Sempre nella 24a settimana del 2007, l’Olanda, attraverso il Rapex, ha segnalato alla Commissione Europea, il rischio chimico inerente all’utilizzo dello shampo ad azione idratante “Osmo Essence” (Codice: 071021; codice a barre: 5032435700731; n° di lotto 1324), fabbricato nel Regno Unito.

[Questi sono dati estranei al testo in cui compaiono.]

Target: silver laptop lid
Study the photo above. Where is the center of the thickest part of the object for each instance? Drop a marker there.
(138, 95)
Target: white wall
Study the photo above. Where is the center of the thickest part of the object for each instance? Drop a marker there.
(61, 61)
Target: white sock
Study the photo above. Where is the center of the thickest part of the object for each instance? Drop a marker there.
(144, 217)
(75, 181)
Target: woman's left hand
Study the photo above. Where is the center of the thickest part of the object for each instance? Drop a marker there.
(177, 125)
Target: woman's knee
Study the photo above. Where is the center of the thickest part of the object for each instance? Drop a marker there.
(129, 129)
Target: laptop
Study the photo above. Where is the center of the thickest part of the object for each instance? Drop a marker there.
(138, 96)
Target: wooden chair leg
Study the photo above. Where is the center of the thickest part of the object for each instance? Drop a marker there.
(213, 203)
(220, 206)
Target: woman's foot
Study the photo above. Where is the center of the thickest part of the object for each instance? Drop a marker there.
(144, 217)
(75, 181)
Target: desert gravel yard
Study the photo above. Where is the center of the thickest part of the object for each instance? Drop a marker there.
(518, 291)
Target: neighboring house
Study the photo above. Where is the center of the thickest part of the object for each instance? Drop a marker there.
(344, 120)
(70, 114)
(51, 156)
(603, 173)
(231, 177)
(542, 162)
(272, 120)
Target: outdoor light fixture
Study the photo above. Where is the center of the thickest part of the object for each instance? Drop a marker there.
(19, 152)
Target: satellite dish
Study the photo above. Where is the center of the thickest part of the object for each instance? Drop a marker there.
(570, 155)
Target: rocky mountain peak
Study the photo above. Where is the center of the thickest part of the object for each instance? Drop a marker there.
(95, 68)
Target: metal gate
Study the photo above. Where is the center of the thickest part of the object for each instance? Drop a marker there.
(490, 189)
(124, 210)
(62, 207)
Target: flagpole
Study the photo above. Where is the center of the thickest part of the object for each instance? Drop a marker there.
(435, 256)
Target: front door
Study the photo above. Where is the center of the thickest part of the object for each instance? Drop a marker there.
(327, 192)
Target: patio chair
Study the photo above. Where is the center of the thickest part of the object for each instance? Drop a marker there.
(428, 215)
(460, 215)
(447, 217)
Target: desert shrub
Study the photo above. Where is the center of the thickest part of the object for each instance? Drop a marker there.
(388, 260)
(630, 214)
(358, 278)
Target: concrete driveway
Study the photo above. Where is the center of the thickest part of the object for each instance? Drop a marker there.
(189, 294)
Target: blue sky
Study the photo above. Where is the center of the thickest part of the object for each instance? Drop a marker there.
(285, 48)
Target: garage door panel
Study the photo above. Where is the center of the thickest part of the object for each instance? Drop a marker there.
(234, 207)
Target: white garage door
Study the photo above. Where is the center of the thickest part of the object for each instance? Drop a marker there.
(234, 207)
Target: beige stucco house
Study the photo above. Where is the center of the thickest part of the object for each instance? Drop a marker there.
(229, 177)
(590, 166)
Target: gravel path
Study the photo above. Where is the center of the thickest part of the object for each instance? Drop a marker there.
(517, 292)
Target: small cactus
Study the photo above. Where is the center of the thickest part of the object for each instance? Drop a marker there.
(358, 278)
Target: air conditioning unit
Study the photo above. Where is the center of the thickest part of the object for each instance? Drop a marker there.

Infatti, nel prodotto è stata riscontrata la presenza di 70 µg/kg di N-nitrosodietanolamina, una sostanza cancerogena e, pertanto proibita nei prodotti cosmetici, in base a quanto stabilito dalla Direttiva dei Cosmetici 76/768/CEE. Per tali motivi, le autorità regolatorie hanno condannato la casa produttrice al pagamento di una multa ed hanno imposto il divieto di commercializzazione del prodotto. Conseguentemente, la stessa casa produttrice ha ritirato volontariamente dal mercato il prodotto cosmetico in questione.